Pour cela, elle s’oppose aux représentants nationaux, aux responsables de la sécurité et aux intimes, car tous craignent un nouvel attentat. Jackie veut suivre à pied le cercueil, avec les chefs d’Etat venus de tout le globe. Est-ce pour la mémoire de son mari ? Ou pour elle-même qui se veut le centre du monde ? L’ambiguïté est bien exprimée, alors que tous les yeux se portent sur elle. Et sur les enfants dont elle a voulu la présence. Les images de ce moment feront d’ailleurs le tour du monde.

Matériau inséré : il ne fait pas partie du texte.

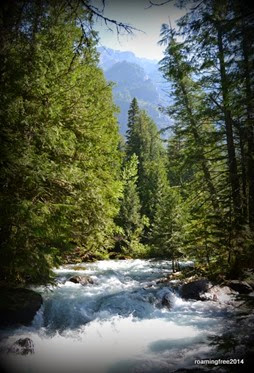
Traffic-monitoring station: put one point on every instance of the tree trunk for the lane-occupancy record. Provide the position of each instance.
(232, 163)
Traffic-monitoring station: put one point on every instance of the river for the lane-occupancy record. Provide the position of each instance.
(118, 324)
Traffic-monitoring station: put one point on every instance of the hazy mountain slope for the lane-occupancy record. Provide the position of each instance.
(134, 77)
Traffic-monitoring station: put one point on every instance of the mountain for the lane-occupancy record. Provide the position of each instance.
(135, 77)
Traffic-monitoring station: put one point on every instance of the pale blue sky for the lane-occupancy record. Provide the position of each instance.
(134, 12)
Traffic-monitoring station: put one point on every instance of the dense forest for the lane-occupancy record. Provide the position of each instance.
(72, 188)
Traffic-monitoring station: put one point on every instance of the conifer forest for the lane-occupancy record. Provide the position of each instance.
(126, 252)
(72, 187)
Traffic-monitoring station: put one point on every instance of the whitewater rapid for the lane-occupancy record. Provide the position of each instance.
(118, 324)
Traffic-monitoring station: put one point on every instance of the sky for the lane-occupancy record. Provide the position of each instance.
(138, 14)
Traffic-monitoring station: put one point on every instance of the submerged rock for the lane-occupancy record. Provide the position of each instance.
(18, 306)
(194, 289)
(241, 286)
(22, 346)
(83, 280)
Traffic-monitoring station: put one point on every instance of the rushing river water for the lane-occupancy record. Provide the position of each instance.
(119, 324)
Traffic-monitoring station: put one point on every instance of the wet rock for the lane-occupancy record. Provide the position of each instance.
(23, 346)
(218, 293)
(83, 280)
(18, 306)
(166, 302)
(194, 289)
(241, 286)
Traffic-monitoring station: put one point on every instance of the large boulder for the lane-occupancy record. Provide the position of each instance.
(18, 306)
(241, 287)
(83, 280)
(194, 289)
(22, 346)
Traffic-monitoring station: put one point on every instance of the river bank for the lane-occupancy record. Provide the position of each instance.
(127, 320)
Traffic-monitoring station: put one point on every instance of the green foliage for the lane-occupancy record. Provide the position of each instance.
(167, 234)
(129, 219)
(59, 150)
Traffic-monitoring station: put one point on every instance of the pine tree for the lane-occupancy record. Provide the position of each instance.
(60, 161)
(129, 219)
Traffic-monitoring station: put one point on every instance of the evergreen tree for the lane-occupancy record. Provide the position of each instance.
(60, 161)
(143, 140)
(129, 218)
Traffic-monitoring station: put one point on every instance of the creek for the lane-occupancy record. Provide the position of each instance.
(118, 324)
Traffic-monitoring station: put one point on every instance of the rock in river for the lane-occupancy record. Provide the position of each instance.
(241, 286)
(22, 346)
(194, 289)
(18, 306)
(83, 280)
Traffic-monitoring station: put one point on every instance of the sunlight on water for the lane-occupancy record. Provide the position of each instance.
(117, 324)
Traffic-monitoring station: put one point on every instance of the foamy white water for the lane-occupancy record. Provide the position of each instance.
(117, 324)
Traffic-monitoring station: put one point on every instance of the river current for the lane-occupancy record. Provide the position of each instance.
(118, 324)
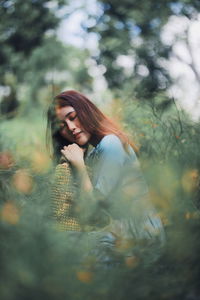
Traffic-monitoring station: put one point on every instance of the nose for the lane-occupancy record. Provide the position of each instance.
(70, 125)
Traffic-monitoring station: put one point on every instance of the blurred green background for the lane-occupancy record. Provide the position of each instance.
(122, 57)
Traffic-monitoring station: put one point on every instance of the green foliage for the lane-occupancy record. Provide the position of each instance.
(39, 261)
(133, 28)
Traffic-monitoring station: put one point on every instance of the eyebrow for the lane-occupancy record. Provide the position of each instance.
(69, 113)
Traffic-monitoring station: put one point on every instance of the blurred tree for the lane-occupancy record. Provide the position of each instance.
(24, 25)
(130, 42)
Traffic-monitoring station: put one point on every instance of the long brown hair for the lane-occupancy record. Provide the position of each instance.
(91, 118)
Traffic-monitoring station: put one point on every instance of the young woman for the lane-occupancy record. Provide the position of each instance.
(114, 197)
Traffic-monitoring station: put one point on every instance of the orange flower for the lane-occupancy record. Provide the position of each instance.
(6, 160)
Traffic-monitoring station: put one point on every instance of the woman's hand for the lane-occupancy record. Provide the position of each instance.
(75, 155)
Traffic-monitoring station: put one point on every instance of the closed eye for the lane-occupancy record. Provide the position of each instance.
(72, 118)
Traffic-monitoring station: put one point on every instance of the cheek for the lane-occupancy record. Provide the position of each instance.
(65, 134)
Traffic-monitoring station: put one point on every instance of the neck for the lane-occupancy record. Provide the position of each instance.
(94, 140)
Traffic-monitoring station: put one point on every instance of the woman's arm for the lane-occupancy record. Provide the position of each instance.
(86, 206)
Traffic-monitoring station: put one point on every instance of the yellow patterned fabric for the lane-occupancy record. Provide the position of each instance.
(63, 195)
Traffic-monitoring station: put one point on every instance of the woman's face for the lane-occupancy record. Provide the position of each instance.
(70, 126)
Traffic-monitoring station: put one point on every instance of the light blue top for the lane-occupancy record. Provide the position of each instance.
(116, 175)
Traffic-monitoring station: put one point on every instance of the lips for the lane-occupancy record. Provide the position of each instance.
(77, 134)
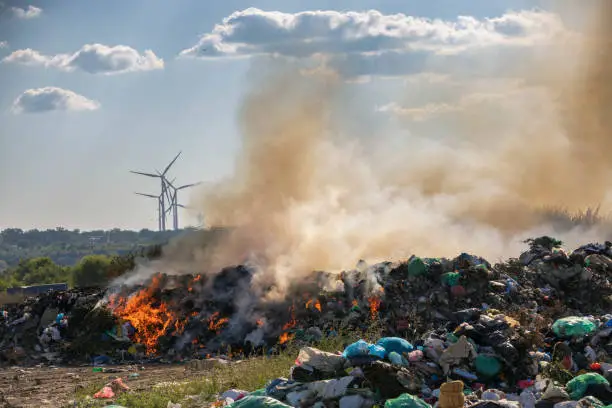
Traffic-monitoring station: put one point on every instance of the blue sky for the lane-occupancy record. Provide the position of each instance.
(68, 165)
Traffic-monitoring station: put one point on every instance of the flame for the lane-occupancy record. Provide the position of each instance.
(151, 319)
(285, 337)
(313, 303)
(216, 324)
(374, 306)
(292, 323)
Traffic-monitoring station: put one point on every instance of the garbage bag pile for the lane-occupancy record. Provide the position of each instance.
(450, 372)
(507, 310)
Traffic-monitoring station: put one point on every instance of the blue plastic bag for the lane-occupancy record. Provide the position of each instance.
(358, 349)
(395, 344)
(361, 348)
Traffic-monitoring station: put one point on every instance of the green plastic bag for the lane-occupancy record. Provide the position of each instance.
(578, 386)
(406, 401)
(416, 267)
(573, 326)
(451, 278)
(487, 366)
(258, 393)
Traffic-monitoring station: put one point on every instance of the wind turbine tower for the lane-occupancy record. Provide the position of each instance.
(164, 191)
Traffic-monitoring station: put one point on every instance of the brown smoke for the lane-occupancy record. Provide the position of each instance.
(306, 196)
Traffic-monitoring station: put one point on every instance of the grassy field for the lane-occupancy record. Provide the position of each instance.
(248, 375)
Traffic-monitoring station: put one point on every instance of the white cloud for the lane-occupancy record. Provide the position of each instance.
(91, 58)
(256, 32)
(30, 12)
(52, 99)
(431, 111)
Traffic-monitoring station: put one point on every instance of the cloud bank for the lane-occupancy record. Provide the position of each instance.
(481, 146)
(91, 58)
(25, 14)
(373, 43)
(52, 99)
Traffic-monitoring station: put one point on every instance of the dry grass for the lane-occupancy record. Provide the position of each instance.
(249, 375)
(564, 219)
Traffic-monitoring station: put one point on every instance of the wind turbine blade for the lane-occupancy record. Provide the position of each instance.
(145, 174)
(171, 163)
(147, 195)
(189, 185)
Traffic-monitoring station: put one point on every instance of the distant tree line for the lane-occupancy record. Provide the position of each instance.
(66, 248)
(91, 270)
(92, 266)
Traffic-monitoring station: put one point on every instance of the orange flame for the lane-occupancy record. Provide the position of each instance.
(313, 303)
(285, 337)
(151, 320)
(374, 306)
(292, 323)
(216, 324)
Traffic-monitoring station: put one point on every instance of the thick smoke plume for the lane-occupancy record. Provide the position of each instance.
(470, 171)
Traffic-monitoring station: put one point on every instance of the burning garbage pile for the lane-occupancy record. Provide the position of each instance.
(508, 308)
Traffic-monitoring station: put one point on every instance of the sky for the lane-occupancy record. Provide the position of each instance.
(91, 90)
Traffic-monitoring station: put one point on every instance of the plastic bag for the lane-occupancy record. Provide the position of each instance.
(257, 402)
(361, 348)
(578, 386)
(573, 326)
(320, 360)
(451, 278)
(416, 267)
(406, 401)
(487, 366)
(395, 344)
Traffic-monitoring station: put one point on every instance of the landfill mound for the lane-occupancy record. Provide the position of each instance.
(508, 309)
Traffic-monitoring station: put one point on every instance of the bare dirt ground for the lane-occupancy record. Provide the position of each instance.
(57, 387)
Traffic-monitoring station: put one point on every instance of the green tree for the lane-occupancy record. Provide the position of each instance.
(38, 271)
(92, 270)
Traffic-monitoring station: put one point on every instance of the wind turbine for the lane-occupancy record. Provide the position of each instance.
(174, 199)
(159, 207)
(164, 190)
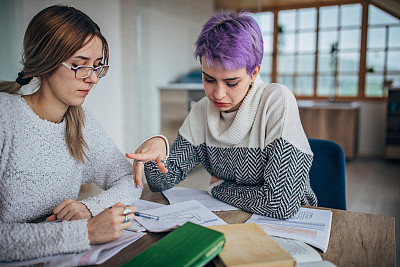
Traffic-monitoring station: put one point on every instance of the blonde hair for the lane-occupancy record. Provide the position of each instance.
(52, 36)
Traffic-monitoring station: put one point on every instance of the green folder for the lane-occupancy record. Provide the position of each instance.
(189, 245)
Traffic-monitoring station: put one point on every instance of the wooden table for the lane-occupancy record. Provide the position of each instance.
(357, 239)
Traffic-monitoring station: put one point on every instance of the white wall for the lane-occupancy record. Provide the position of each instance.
(372, 129)
(159, 36)
(151, 43)
(143, 55)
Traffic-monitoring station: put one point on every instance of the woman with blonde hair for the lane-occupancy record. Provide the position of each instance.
(50, 145)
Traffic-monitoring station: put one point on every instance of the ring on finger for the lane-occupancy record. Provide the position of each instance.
(126, 211)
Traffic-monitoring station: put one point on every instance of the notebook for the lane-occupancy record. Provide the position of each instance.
(188, 245)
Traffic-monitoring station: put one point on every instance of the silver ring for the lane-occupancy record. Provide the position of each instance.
(126, 211)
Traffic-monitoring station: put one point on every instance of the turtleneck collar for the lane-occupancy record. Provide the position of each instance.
(232, 127)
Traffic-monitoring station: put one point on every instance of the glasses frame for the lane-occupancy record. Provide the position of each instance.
(93, 69)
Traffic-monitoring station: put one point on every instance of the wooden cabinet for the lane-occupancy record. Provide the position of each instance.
(333, 121)
(392, 150)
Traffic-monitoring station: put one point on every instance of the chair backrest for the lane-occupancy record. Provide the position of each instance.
(327, 174)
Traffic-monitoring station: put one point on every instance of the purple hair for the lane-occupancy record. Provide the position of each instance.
(231, 41)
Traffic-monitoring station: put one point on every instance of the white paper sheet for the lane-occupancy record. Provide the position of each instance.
(312, 226)
(96, 255)
(180, 194)
(142, 205)
(174, 215)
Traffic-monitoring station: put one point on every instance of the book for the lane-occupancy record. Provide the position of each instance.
(188, 245)
(248, 245)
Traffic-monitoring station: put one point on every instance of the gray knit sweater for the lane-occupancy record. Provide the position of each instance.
(260, 152)
(37, 173)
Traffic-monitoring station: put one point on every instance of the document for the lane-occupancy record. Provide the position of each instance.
(142, 205)
(96, 255)
(180, 194)
(312, 226)
(100, 253)
(174, 215)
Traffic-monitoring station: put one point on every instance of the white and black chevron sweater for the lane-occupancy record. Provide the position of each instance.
(260, 153)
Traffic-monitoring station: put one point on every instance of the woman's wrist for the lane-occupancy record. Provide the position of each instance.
(165, 141)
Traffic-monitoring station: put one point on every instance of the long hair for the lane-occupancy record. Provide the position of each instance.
(52, 36)
(231, 41)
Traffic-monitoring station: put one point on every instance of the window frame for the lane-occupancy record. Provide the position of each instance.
(360, 73)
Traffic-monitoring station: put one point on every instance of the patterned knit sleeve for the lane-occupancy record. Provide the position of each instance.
(24, 241)
(285, 179)
(182, 159)
(108, 168)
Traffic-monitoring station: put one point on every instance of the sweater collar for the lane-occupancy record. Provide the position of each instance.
(233, 128)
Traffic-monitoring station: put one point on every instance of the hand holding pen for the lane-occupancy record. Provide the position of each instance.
(139, 214)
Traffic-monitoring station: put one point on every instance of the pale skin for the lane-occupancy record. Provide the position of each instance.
(226, 89)
(59, 90)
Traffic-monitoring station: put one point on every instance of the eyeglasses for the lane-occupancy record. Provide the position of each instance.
(82, 72)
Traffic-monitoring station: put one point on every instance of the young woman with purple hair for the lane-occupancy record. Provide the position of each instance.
(246, 133)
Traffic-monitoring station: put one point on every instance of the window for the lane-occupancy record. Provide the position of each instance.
(266, 22)
(296, 49)
(318, 52)
(383, 52)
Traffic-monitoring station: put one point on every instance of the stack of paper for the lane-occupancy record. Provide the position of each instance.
(175, 215)
(312, 226)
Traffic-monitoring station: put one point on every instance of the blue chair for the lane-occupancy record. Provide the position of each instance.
(327, 174)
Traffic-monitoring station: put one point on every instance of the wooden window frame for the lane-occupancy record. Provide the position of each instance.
(362, 69)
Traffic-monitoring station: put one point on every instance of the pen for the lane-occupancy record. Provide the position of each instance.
(145, 215)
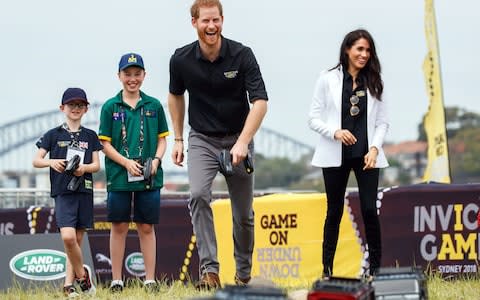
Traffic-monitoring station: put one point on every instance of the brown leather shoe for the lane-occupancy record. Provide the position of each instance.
(208, 281)
(242, 281)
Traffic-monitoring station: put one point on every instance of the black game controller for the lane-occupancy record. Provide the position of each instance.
(147, 172)
(226, 166)
(70, 168)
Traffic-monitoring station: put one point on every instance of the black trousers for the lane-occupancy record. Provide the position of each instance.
(336, 180)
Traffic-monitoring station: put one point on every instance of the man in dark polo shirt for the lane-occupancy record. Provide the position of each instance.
(227, 103)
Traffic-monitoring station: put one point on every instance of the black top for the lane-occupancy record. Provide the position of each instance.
(218, 91)
(357, 124)
(56, 141)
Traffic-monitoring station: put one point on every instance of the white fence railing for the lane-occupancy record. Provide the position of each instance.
(25, 197)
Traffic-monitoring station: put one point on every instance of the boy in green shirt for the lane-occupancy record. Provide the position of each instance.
(133, 128)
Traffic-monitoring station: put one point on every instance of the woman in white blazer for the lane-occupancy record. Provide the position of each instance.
(349, 114)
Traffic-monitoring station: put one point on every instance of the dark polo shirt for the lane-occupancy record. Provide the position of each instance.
(218, 91)
(56, 141)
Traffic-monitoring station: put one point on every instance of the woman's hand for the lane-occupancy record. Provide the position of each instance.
(370, 158)
(345, 136)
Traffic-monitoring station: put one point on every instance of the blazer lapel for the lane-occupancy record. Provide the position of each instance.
(370, 103)
(336, 81)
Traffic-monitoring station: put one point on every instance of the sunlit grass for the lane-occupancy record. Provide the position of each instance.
(467, 288)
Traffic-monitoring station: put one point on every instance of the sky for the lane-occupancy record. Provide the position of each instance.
(47, 46)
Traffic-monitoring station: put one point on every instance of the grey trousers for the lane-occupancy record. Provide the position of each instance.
(203, 166)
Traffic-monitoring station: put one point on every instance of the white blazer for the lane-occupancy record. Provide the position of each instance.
(325, 118)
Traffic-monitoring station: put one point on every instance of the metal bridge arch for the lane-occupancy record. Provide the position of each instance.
(17, 139)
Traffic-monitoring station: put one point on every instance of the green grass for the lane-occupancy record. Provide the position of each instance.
(438, 288)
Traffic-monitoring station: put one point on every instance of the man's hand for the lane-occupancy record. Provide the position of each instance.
(177, 153)
(239, 151)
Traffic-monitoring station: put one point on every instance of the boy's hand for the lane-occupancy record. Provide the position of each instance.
(57, 164)
(155, 165)
(133, 167)
(80, 170)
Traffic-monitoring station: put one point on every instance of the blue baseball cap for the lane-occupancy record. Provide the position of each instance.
(129, 60)
(72, 94)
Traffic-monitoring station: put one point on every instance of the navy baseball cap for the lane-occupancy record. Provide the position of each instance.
(72, 94)
(129, 60)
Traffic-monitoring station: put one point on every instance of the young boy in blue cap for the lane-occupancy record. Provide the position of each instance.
(133, 130)
(72, 189)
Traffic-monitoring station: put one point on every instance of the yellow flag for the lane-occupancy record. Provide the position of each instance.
(437, 169)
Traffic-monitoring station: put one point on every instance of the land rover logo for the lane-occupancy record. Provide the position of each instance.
(134, 264)
(39, 264)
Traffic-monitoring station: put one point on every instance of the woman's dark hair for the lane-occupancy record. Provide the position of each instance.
(372, 69)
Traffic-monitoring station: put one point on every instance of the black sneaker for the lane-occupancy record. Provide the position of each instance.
(151, 287)
(86, 283)
(70, 292)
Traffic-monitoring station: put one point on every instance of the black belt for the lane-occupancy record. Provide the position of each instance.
(219, 134)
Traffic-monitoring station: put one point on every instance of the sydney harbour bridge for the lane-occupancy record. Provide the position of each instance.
(17, 140)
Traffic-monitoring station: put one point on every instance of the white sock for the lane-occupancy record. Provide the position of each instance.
(115, 282)
(148, 281)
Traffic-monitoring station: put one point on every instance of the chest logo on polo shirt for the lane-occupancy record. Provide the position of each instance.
(360, 93)
(63, 143)
(117, 116)
(150, 113)
(230, 74)
(83, 145)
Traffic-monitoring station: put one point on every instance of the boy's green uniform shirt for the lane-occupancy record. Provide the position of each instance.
(155, 126)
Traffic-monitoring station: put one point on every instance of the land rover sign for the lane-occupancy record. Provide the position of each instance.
(39, 264)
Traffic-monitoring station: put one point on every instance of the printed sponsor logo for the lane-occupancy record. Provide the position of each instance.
(134, 264)
(39, 264)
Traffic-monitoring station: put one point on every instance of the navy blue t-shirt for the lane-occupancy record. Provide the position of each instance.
(56, 141)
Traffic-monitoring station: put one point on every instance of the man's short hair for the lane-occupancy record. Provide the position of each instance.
(195, 9)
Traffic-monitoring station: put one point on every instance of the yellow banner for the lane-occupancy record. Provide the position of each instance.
(437, 169)
(288, 240)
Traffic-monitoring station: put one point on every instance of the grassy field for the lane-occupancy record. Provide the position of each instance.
(438, 288)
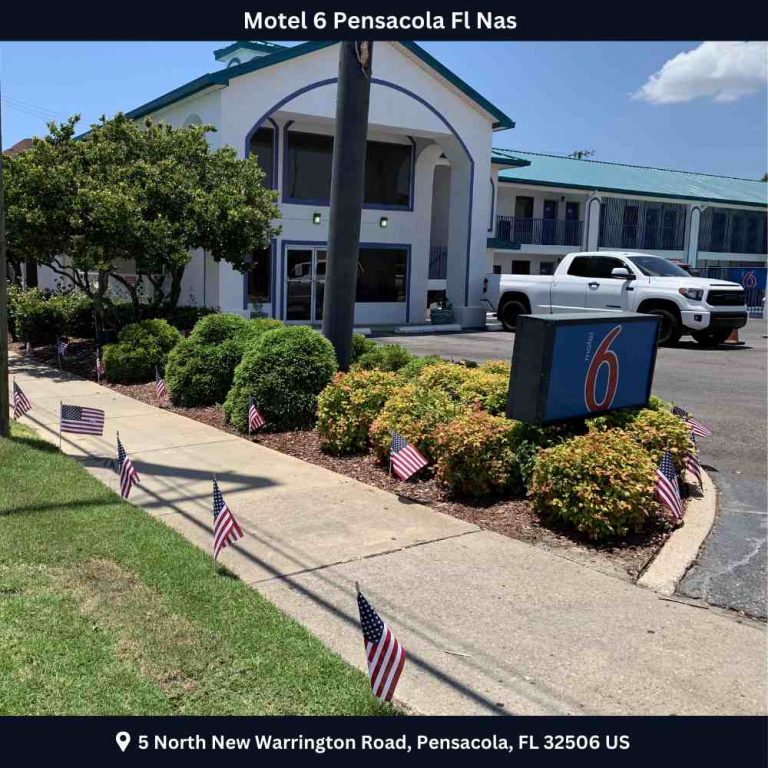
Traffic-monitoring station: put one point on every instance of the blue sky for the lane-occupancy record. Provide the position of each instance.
(563, 96)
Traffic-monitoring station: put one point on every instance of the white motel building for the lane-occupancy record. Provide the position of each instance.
(442, 206)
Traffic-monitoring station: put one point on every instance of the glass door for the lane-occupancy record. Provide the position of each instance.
(305, 284)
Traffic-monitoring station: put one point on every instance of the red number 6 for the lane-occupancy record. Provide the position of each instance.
(603, 356)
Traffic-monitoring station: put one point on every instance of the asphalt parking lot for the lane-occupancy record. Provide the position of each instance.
(725, 388)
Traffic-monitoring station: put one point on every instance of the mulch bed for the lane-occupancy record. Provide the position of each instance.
(509, 517)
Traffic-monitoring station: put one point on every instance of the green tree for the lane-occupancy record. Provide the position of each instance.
(126, 198)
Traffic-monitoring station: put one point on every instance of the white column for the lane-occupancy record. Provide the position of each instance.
(422, 210)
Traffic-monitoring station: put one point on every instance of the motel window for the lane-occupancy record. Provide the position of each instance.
(387, 173)
(260, 276)
(381, 274)
(310, 159)
(262, 147)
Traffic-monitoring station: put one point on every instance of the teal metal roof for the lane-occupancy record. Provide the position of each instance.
(262, 46)
(282, 53)
(560, 171)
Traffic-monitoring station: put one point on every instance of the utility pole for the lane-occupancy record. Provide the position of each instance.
(347, 180)
(5, 426)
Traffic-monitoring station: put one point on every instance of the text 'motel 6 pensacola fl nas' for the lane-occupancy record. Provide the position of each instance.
(573, 365)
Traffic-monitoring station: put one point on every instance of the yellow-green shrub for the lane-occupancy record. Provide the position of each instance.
(347, 407)
(659, 431)
(485, 389)
(415, 412)
(476, 455)
(600, 483)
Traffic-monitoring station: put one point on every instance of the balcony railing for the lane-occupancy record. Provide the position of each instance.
(438, 262)
(539, 231)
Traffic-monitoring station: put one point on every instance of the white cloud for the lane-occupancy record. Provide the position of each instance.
(722, 71)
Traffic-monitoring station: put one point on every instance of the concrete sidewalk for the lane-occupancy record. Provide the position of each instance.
(492, 625)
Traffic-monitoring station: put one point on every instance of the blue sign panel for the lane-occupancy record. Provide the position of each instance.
(575, 365)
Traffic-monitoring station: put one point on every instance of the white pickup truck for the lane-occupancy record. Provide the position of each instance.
(618, 281)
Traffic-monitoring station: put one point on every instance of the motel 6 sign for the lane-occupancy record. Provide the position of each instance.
(574, 365)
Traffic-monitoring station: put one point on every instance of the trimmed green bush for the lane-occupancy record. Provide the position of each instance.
(476, 455)
(415, 412)
(601, 484)
(141, 347)
(485, 389)
(501, 367)
(34, 318)
(285, 369)
(361, 345)
(383, 357)
(201, 368)
(347, 407)
(660, 431)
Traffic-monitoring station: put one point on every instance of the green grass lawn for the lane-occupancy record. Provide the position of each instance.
(104, 610)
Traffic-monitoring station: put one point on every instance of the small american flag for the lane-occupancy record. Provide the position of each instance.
(667, 489)
(383, 652)
(702, 430)
(225, 528)
(255, 419)
(81, 420)
(128, 473)
(159, 384)
(21, 402)
(692, 461)
(404, 458)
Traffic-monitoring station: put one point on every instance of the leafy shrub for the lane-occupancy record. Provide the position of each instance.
(285, 369)
(485, 389)
(624, 416)
(141, 347)
(347, 407)
(446, 377)
(201, 368)
(601, 484)
(659, 431)
(34, 318)
(532, 439)
(383, 357)
(361, 345)
(412, 369)
(476, 455)
(76, 313)
(415, 412)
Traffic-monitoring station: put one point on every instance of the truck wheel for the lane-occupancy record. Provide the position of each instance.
(670, 328)
(509, 312)
(711, 338)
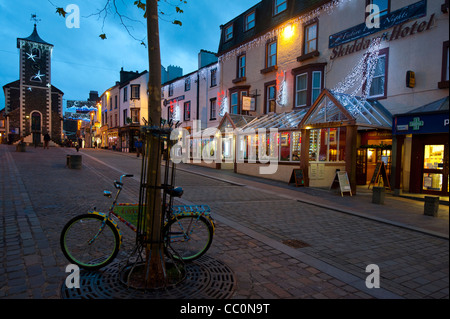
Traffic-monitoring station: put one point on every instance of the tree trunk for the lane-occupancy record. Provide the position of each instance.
(155, 266)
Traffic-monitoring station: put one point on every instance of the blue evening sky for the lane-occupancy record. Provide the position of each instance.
(82, 62)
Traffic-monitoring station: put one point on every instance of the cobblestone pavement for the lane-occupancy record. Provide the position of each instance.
(277, 241)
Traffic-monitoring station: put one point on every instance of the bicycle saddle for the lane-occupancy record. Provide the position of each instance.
(175, 192)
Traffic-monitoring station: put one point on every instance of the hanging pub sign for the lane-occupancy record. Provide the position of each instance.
(397, 17)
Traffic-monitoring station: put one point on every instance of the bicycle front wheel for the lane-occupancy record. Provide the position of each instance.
(89, 243)
(188, 236)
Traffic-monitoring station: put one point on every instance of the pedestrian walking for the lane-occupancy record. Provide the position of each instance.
(46, 140)
(138, 145)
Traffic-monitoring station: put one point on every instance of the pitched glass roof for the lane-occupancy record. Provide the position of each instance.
(286, 120)
(334, 107)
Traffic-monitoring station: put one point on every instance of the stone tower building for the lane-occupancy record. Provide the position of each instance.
(33, 105)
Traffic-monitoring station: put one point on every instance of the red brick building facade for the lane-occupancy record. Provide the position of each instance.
(33, 105)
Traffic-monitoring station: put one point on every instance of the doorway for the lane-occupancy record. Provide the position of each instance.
(36, 128)
(429, 167)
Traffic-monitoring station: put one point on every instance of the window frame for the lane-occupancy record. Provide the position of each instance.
(383, 52)
(382, 13)
(241, 69)
(277, 6)
(267, 99)
(247, 22)
(306, 40)
(240, 91)
(135, 88)
(309, 69)
(213, 109)
(125, 93)
(187, 114)
(228, 35)
(268, 55)
(444, 83)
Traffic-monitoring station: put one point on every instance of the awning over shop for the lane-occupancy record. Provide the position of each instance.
(344, 109)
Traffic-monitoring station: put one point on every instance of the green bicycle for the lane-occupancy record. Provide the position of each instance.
(93, 240)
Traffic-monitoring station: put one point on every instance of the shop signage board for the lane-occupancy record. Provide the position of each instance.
(413, 11)
(341, 181)
(297, 177)
(421, 123)
(380, 171)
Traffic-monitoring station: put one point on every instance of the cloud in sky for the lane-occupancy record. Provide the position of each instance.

Après avoir été first lady, elle n’est plus rien, mais, en jouant sur tous les tableaux, elle persiste dans son désir de célébrité et de reconnaissance sociale. Elle a toujours voulu exister pour elle-même. Au fil des heures qui ont suivi la mort de JFK, la jeune femme devient désespérément mécanique et froide, avec un coeur qui se met à battre trop fort. Pablo Larrain alterne les vues frontales très posées et multiplie les gros plans bougés pour les scènes d’émotion et de désarroi. Le spectateur ne peut qu’être touché par l’horreur du drame vécu par cette jeune femme qui pourtant doit tenir son rôle dignement. Elle s’abandonnera un peu en confidences dans une rencontre avec un prêtre qui lui dit qu’elle peut encore « refaire sa vie ».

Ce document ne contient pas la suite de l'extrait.